Bendeniz idareci olmadığım için lisan ile, bu yazıyı kaleme alarak
pek nâçizâne, bir nebzecik nehy-i münker yapmaktayım.
Yine üzülerek şu hususu da beyan etmek isterim ki, (…..) kesimde
maalesef bazıları içki içmektedir.
Müslümanların mübarek Ramazan aylarında içkili, fuhuşlu, lüks fısk
u fücur mekânlarında iftar etmeleri en azından ayıptır.
Sultanahmet’te turistik butik otellerin ve restoranların bulunduğu
bir sokakta alkollü içki vermeyen bir Müslüman lokantası var. Dışta
görünür bir yerinde “Müessesemiz alkolsüzdür” diye yazılı. Birileri
gitmişler, “Bu lokanta haksız rekabet yapıyor.” diye şikâyet
etmişler. Olacak şey değil!
Uyanık Müslümanlar içkili lokantalarda, içkili otellerde yemek
yememeli, içkili bakkal ve marketlerden alış veriş etmemelidir.
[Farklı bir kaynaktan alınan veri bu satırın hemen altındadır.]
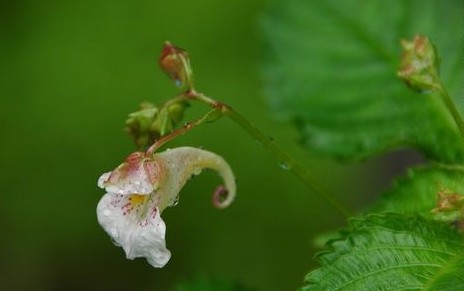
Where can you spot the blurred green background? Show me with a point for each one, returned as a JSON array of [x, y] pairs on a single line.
[[71, 71]]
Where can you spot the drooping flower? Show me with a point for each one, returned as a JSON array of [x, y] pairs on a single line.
[[143, 186]]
Dükkanını içkili lokanta, bakkal, market için kiraya vermek de caiz
olmasa gerek.
Sözde Müslüman… Hiç umursamıyor, fütur getirmiyor, beş veya yedi
yıldızlı içkili fuhuşlu israflı otele iniyor. Peki Kur’an, Sünnet,
Şeriat, onun böyle bir yerde konaklamasına nasıl bakıyor? Bunu hiç
düşünmüyor.
Urfa’da el-Ruha beş yıldızlı oteli var, mimarisi çok güzel. Bu
otelde içki yok.
Bir ara Turizm Bakanlığı içki satmayan otellere ruhsat
vermiyordu.
Yazımı sözde sofu Müslümanların içki konusundaki lakaytlıklarının
ve nemelazımcılıklarının dini açıdan büyük bir felaket olduğunu
belirterek sona erdiriyorum.
İçki uygarlığın şartlarındandır diyen hezeyan-gûlara kulak
asmayalım. Ciddî kaynaklardan Sovyetler Birliğinin batış
sebeplerinden birinin alkolizm olduğunu öğrenelim.
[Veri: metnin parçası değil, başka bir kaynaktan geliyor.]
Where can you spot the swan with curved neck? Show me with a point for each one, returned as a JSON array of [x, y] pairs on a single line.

İçki ibtilası=bağımlılığı bugün de Rusya Federasyonunu başındaki
büyük belalardandır.
Müslüman nüfusuna içkiyi yasaklamayan hiçbir devlet âdil bir İslam
devleti olamaz.
Türkiyede içki ne kadar kısıtlanırsa ülke, devlet ve halk için o
kadar iyi olur.
Unutmayalım ki, 1920’de, Ankara’da Büyük Millet Meclisi kurulduğu
zaman ilk çıkardığı kanunlardan biri içkiyi yasak kılan “Men’-i
Müskirat Kanunu” idi.
Müslümanlar içki konusunda cesur ve radikal olmalıdır.
Kötü ve acı realiteleri uysal koyun gibi kabul etmek şuurlu,
uyanık, vicdanlı ve gerçek Müslümana yakışmaz.
Unutmayalım içki ve onunla ilgili on iş-faaliyet
lanetlenmiştir.
Lanet… Ne korkunç, ne dehşetli bir şey...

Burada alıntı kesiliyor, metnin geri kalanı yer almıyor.